Le paysage automobile japonais est en pleine recomposition. L’alliance entre Nissan, Honda et Mitsubishi franchit une nouvelle étape, avec des discussions qui portent sur des plateformes communes et des motorisations électriques partagées.
Derrière ce rapprochement se cache une volonté de mutualiser les coûts face à la déferlante chinoise et américaine. Si l’accord aboutit, il pourrait redessiner le marché mondial de l’automobile pour les années à venir. Nous faisons le point sur les dernières avancées et sur ce que ce rapprochement signifie pour les futurs modèles des trois marques.
Nissan, Honda et Mitsubishi pansent leurs plaies avant de sceller une nouvelle alliance :
- Après l’échec de la méga‑fusion, Nissan et Mitsubishi échangent déjà des modèles (Leaf, Outlander/Rogue), mais Honda reste en retrait, sans calendrier.
- La priorité absolue est la restructuration interne : pertes massives, fermetures d’usines et suppressions d’emplois chez Nissan et Honda.
- L’avenir de la collaboration dépendra de la santé financière de chacun et du marché américain ; le développement de plateformes communes électriques reste en suspens.
Les trois constructeurs japonais ont dû repenser leurs alliances
L’échec spectaculaire du projet de méga-fusion annoncé en 2024 a tout changé. Nissan, Honda et Mitsubishi doivent désormais s’adapter sans cette intégration totale. Par ailleurs, les problèmes structurels qui ont fait capoter l’accord persistent, comme le chevauchement des marchés et des gammes. Cependant, les trois géants restent contraints de coopérer face aux défis mondiaux. De plus, ils cherchent des terrains d’entente plus modestes. Finalement, cette approche prudente vise à stabiliser chaque entreprise avant d’envisager des liens plus profonds.
Quels projets concrets Nissan et Mitsubishi ont-ils déjà lancés ?
Les deux alliés avancent plus vite que prévu sur des bases pragmatiques. D’une part, Nissan fournit à Mitsubishi une version de sa voiture électrique Leaf. D’autre part, ils évaluent ensemble le développement d’un SUV destiné au marché nord-américain. Par ailleurs, Nissan commercialise aux États-Unis l’Outlander hybride rechargeable de Mitsubishi sous le nom Rogue. Ainsi, ce prêt de modèle permet de combler un vide dans la gamme hybride. Finalement, ces échanges concrets montrent une volonté de mutualiser les ressources sans fusionner.
Pourquoi Honda reste-t-il en retrait et sans calendrier précis ?
Le deuxième constructeur japonais adopte une position beaucoup plus attentiste. Selon le vice-président exécutif Noriya Kaihara, il n’existe pas encore de plans concrets. En effet, les discussions ne portent que sur des offres complémentaires et le développement de systèmes logiciels. Par ailleurs, Honda souligne que chaque entreprise a progressé individuellement. Par conséquent, il ne serait pas opportun de tirer des conclusions hâtives. Finalement, la firme préfère consolider sa propre stratégie avant de s’engager avec ses rivaux historiques.
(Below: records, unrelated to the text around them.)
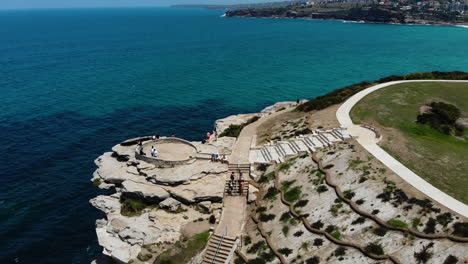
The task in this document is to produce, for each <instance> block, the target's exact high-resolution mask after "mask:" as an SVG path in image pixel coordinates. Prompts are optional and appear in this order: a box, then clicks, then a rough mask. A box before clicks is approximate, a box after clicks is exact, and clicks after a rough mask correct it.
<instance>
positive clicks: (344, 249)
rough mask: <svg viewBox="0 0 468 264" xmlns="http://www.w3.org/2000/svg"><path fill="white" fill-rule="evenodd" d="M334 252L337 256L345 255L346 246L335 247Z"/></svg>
mask: <svg viewBox="0 0 468 264" xmlns="http://www.w3.org/2000/svg"><path fill="white" fill-rule="evenodd" d="M334 254H335V256H337V257H341V256H344V255H346V248H344V247H338V248H337V249H335V251H334Z"/></svg>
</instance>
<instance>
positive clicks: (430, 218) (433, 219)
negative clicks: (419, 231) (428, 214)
mask: <svg viewBox="0 0 468 264" xmlns="http://www.w3.org/2000/svg"><path fill="white" fill-rule="evenodd" d="M436 224H437V223H436V220H435V219H434V218H432V217H431V218H429V220H427V222H426V226H425V227H424V230H423V232H424V233H426V234H434V233H435V226H436Z"/></svg>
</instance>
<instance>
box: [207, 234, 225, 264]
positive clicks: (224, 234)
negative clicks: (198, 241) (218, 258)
mask: <svg viewBox="0 0 468 264" xmlns="http://www.w3.org/2000/svg"><path fill="white" fill-rule="evenodd" d="M226 236H227V226H225V227H224V233H223V234H222V235H221V239H220V240H219V242H218V246H216V251H215V253H214V255H213V257H212V258H211V262H210V263H211V264H213V263H214V261H215V258H216V257H217V256H218V253H219V249H220V248H221V244H222V243H223V240H224V237H226Z"/></svg>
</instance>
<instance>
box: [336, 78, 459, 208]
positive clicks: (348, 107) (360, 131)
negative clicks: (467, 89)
mask: <svg viewBox="0 0 468 264" xmlns="http://www.w3.org/2000/svg"><path fill="white" fill-rule="evenodd" d="M407 82H468V81H452V80H411V81H394V82H387V83H382V84H378V85H375V86H372V87H369V88H367V89H365V90H363V91H361V92H359V93H357V94H355V95H353V96H352V97H351V98H349V99H348V100H347V101H346V102H344V103H343V104H342V105H341V106H340V108H338V110H337V112H336V117H337V119H338V121H339V122H340V124H341V126H344V127H346V128H348V130H349V133H350V134H351V135H352V136H355V137H356V136H357V137H358V138H357V141H358V142H359V144H361V145H362V146H363V147H364V148H365V149H366V150H367V151H369V152H370V153H371V154H372V155H373V156H374V157H376V158H377V159H378V160H380V161H381V162H382V163H383V164H385V166H387V167H388V168H390V169H391V170H392V171H393V172H395V173H396V174H397V175H398V176H400V177H401V178H402V179H403V180H405V181H406V182H408V183H409V184H411V185H412V186H413V187H414V188H416V189H418V190H419V191H421V192H422V193H424V194H425V195H427V196H428V197H430V198H431V199H433V200H434V201H437V202H438V203H440V204H442V205H443V206H445V207H447V208H449V209H450V210H452V211H454V212H456V213H458V214H460V215H463V216H464V217H468V206H467V205H465V204H464V203H462V202H460V201H458V200H456V199H454V198H452V197H451V196H449V195H447V194H446V193H444V192H442V191H441V190H439V189H437V188H436V187H434V186H432V185H431V184H430V183H428V182H427V181H425V180H424V179H423V178H421V177H419V176H418V175H417V174H416V173H414V172H412V171H411V170H410V169H408V168H407V167H406V166H405V165H403V164H401V163H400V162H399V161H398V160H396V159H395V158H393V157H392V156H390V154H388V153H387V152H386V151H384V150H383V149H382V148H380V147H379V146H378V145H377V142H378V140H379V139H376V138H375V134H374V133H373V132H372V131H370V130H368V129H366V128H362V127H360V126H358V125H355V124H353V121H352V120H351V118H350V116H349V113H350V111H351V109H352V108H353V106H354V105H355V104H356V103H357V102H359V101H360V100H361V99H362V98H364V97H365V96H366V95H368V94H370V93H372V92H374V91H376V90H378V89H381V88H383V87H387V86H389V85H394V84H399V83H407Z"/></svg>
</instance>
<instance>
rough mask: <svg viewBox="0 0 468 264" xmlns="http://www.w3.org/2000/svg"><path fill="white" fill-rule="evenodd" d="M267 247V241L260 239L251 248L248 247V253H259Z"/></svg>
mask: <svg viewBox="0 0 468 264" xmlns="http://www.w3.org/2000/svg"><path fill="white" fill-rule="evenodd" d="M266 248H267V245H266V244H265V241H263V240H262V241H258V242H257V243H255V244H253V245H252V246H251V247H250V248H249V249H247V253H249V254H254V253H258V252H259V251H260V250H264V249H266Z"/></svg>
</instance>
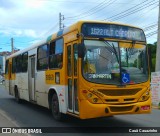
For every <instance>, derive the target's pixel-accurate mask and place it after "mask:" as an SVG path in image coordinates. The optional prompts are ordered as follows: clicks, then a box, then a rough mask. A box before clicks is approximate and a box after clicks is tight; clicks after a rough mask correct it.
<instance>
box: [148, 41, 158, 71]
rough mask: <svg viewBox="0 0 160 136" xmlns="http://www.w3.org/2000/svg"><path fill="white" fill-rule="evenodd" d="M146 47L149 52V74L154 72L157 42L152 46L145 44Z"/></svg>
mask: <svg viewBox="0 0 160 136" xmlns="http://www.w3.org/2000/svg"><path fill="white" fill-rule="evenodd" d="M147 46H148V48H149V52H150V61H151V63H150V69H151V72H155V65H156V49H157V42H155V43H154V44H147Z"/></svg>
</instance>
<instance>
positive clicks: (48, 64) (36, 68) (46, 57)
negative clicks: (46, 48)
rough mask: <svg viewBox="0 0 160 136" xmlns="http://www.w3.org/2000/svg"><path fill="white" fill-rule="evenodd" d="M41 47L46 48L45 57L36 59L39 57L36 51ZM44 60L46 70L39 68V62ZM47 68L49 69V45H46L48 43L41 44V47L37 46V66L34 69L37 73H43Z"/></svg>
mask: <svg viewBox="0 0 160 136" xmlns="http://www.w3.org/2000/svg"><path fill="white" fill-rule="evenodd" d="M43 46H47V56H46V57H43V58H38V57H39V52H38V51H39V49H40V48H42V47H43ZM45 58H46V59H47V66H46V68H39V60H42V59H45ZM48 68H49V45H48V43H45V44H43V45H41V46H39V47H38V48H37V65H36V69H37V71H45V70H47V69H48Z"/></svg>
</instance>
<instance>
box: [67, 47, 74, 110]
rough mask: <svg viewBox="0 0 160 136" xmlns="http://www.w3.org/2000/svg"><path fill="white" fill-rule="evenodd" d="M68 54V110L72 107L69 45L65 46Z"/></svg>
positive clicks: (71, 87)
mask: <svg viewBox="0 0 160 136" xmlns="http://www.w3.org/2000/svg"><path fill="white" fill-rule="evenodd" d="M67 54H68V56H67V57H68V58H67V60H68V64H67V73H68V108H69V110H72V109H73V105H72V77H71V76H72V56H71V45H69V46H68V47H67Z"/></svg>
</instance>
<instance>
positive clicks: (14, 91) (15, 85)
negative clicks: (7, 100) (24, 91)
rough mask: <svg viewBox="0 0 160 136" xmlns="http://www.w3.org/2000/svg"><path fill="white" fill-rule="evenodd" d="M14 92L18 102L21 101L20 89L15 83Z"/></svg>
mask: <svg viewBox="0 0 160 136" xmlns="http://www.w3.org/2000/svg"><path fill="white" fill-rule="evenodd" d="M14 94H15V99H16V101H17V103H21V99H20V96H19V91H18V87H17V85H15V87H14Z"/></svg>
La restructuration interne est la priorité absolue
Avant de penser aux alliances, Nissan et Honda doivent panser leurs plaies financières. En effet, Honda a accusé une perte colossale de 267 milliards de yens sur neuf mois, liée à des paris trop précoces sur l’électrique. De son côté, Nissan anticipe une deuxième année de pertes nettes dépassant les 4 milliards de dollars. Par ailleurs, le constructeur prévoit la fermeture de sept usines et la suppression de 20 000 emplois. Ainsi, le PDG Ivan Espinosa insiste sur la nécessité de disposer d’un plan autonome solide. Finalement, cette priorité au redressement interne conditionne toutes les collaborations futures.
L’avenir d’une collaboration tripartite est-il définitivement compromis ?
Même si l’urgence pousse à coopérer, la voie vers une alliance à trois reste semée d’embûches. En effet, le succès des collaborations dépendra de l’évolution du marché nord-américain. Par ailleurs, chaque entreprise doit d’abord renforcer sa propre structure interne. De plus, le contexte est marqué par une grande prudence après l’échec de la fusion. Cependant, l’idée d’unir les forces demeure d’actualité face à la transition énergétique. Finalement, la capacité de Nissan, Honda et Mitsubishi à se redresser seuls dictera la nature de leurs futurs partenariats.